You can get the place retroactively declared a historic landmark, but that will take at least sixty days. Only then will you be able to secure an injunction to stop the demolition. However, the work is scheduled to begin next week.
In other words, Suze, I’m sorry to tell you: you’re screwed.
I’ll be home next week for Thanksgiving break. Let’s get together with CeeCee for a cup at the Clutch like old times!*
Adam
*I keep forgetting her aunt changed the name! I mean the Happy Medium.
Well, that was discouraging, but not as bad as I’d thought. At least there was something I could do. It was better than what I’d been picturing, which was standing outside my old house facing down Paul’s bulldozers with a baseball bat.
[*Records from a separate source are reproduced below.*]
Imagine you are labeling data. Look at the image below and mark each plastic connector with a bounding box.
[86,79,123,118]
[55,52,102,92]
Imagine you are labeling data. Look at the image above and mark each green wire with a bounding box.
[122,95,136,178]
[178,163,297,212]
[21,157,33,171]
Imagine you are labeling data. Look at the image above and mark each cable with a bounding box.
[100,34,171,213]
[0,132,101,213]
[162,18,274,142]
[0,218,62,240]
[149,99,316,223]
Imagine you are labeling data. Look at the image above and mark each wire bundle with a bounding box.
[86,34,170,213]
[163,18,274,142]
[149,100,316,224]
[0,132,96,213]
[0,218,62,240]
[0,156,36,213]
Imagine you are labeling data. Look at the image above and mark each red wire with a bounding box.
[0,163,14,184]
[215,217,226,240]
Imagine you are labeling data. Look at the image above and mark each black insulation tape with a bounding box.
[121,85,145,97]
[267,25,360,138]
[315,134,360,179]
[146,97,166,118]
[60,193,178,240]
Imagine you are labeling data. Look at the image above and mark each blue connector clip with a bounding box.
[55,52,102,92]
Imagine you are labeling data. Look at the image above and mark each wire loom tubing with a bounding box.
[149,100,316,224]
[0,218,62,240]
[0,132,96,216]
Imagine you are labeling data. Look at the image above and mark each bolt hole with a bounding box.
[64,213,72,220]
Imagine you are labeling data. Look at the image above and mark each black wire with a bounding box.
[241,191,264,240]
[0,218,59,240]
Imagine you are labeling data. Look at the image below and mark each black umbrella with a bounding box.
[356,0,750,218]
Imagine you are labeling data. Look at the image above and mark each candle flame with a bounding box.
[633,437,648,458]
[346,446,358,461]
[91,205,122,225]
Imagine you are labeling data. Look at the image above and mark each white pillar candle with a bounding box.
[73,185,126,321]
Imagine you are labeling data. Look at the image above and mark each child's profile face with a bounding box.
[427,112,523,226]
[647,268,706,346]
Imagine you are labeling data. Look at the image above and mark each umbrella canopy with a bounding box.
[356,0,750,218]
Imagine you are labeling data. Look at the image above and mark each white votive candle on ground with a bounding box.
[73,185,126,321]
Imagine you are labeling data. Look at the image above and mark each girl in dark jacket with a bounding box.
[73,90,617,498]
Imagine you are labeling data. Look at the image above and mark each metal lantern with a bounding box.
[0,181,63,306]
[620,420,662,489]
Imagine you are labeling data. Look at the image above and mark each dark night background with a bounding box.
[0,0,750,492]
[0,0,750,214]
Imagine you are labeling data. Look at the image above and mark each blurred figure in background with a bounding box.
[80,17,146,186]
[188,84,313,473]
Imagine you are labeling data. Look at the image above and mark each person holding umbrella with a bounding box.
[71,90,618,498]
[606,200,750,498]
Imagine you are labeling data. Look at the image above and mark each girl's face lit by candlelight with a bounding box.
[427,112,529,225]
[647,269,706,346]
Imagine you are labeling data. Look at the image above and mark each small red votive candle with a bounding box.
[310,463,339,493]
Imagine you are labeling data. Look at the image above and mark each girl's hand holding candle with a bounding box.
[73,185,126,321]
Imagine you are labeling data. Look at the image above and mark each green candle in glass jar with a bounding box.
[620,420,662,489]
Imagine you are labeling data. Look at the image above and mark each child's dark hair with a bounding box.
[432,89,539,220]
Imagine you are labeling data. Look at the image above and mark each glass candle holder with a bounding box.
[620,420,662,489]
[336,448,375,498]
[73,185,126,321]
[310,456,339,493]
I wasn’t giving up hope . . . not yet, anyway.
I rolled over on the couch so I could get a better look out my balcony’s open sliding glass door at the pool below. From where I lay, I could see that the exterior landscaping lights had come on, including the pool’s. The unnaturally blue water beckoned to me. I knew it was full of chlorine and chemicals and probably the pee of my neighbors’ children, but I didn’t care. It was kept heated in cold weather and doing laps in it was heavenly compared to forty minutes on the elliptical in the gym.
It also helped me think. I had a lot of thinking to do.
Because while in addition to hearing from CeeCee and Adam, I’d received a few pleasant texts from classmates at school asking if I was going to join them for happy hour (bless their boozy little hearts), as well as an invitation from my stepbrother, Jake, to join him at his place for “brews and za” (but only if I brought along Gina after she got off work. Jake was so transparent—he’d been crushing on Gina for years), I’d also been left a few concerning voice mails.
The first was from Sister Ernestine, wanting to know how—how on earth!—I could have left the office looking the way I had, and just what I proposed we do about the triplets, my stepnieces.
The next one was from the triplets’ mother, my stepbrother Brad’s wife, Debbie, demanding to know who Sister Ernestine thought she was, suggesting that her daughters might have ADHD, when in fact they were only naturally high-spirited and creative little girls.
This was followed by a voice mail from Brad, asking if I could please get “that old windbag Sister Ernestine” off his back, as she was ruining his marriage. Then he wanted to know if I was joining Jake for “brews and za,” and if so, could he tag along—anything to get away from Debbie, who was driving him crazy.
Great. Just great.
This was in direct contrast to his youngest brother, David (known to me privately as Doc, since he was also the most intelligent of my stepsiblings), who texted me a photo of himself in his dorm room at Harvard, wearing—for reasons he did not explain—a woman’s bustier and full makeup.
I wasn’t certain if he was coming out of the closet or purposefully challenging gender stereotypes for some class assignment. Knowing David, it could be either, both, or none of the above.
But I responded to his message immediately—as opposed to the ones from his older brothers, which I ignored—with a thumbs-up sign.
Last—but never least—there was a text from Jesse:
Jesse Quieres jugar al médicos?
NOV 16 5:47 PM
Medico meant doctor. I was pretty sure jugar meant play, as in jugar al tenis.
Was he teasing? Was he actually asking if I wanted to play doctor?
I was busy replying:
Mucho gusto!
NOV 16 6:15 PM
when my cell buzzed, indicating I was receiving another text. I eagerly clicked on the screen, hoping it might be Father Dominic (or the Egyptology student) calling with the answer to all my problems (or, even better, Jesse on a break from his rounds at the hospital, simul-texting me), when my smile froze on my face.
It wasn’t Jesse.
El Diablo Go ahead, don’t text back. I know I’m going to see you on Friday 8.
Don’t make me do something we’ll both regret, Suze. Well, that YOU’ll regret.
NOV 16 6:42 PM
El Diablo was the nickname I’d assigned to Paul in my phone. It seemed appropriate, given that I was pretty sure he was Satan.
After that I felt a little sick and knew I couldn’t stay in my apartment a second longer, no matter how homey it felt with my pet lab rat chewing on his carrot stick and my boyfriend playfully propositioning me in Spanish.